Japonya'nın Nükleer Düzenleme Kurumu, devreye alma için 18 diğer nükleer reaktörü incelemeye devam ediyor. Türkiye Cumhuriyeti Hükümeti ile Rusya Federasyonu arasında 12 Mayıs 2010 tarihinde Akkuju sahasında nükleer santral inşası ve kullanımına ilişkin işbirliği anlaşmasının imzalanması, ülkemizin kalkınma hedefine ulaşmasında çok önemli bir kilometre taşı olmuştur. inşa etmek. nükleer enerji santrali Yarım asırdır nükleer santral. 13 Aralık 2010 tarihinde sözleşme imzalandıktan sonra proje firması kurulmuş ve çalışmalara başlanmıştır.

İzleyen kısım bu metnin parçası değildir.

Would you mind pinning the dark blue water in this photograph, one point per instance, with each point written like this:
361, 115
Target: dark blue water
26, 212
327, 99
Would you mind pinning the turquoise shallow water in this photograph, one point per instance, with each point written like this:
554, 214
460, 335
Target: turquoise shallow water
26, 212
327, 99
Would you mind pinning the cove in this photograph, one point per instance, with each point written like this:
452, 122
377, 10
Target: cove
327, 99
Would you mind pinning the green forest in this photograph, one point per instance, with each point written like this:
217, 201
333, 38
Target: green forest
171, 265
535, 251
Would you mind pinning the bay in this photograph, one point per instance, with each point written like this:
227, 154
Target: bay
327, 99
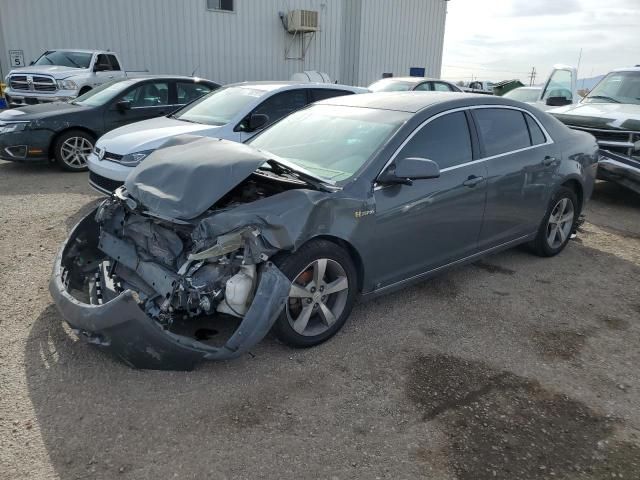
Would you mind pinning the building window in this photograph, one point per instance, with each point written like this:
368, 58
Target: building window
224, 5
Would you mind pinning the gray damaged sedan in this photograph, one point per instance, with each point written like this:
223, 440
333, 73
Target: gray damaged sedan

Geçtiğimiz dönemde 01.12.2014 tarihinde Çevre ve Şehircilik Bakanlığı'ndan ÇED olumlu kararı, 15.06.2017 tarihinde EPDK'dan elektrik üretim izni alınmıştır. İlk blok için yapı ruhsatı başvurusu 3 Mart 2017 tarihinde yapılmış olup, 19 Ekim 2017 tarihinde alınan sınırlı çalışma izni ile sahada nükleer güvenlikle ilgili olmayan binaların inşaatına başlanmıştır. 2 Nisan 2018 tarihinde 1. ünitenin reaktör binası inşaatına, 1. ünitenin inşaat ruhsatının alınmasıyla başlandı. Nükleer güvenlik açısından en önemli cihazlardan birinin manşon tutucu montajı 26.10.2019 tarihinde tamamlanmıştır. Ayrıca 26 Haziran 2020 tarihinde birinci ünite reaktör binası iç koruyucu yapısının ikinci katının montajı tamamlandı.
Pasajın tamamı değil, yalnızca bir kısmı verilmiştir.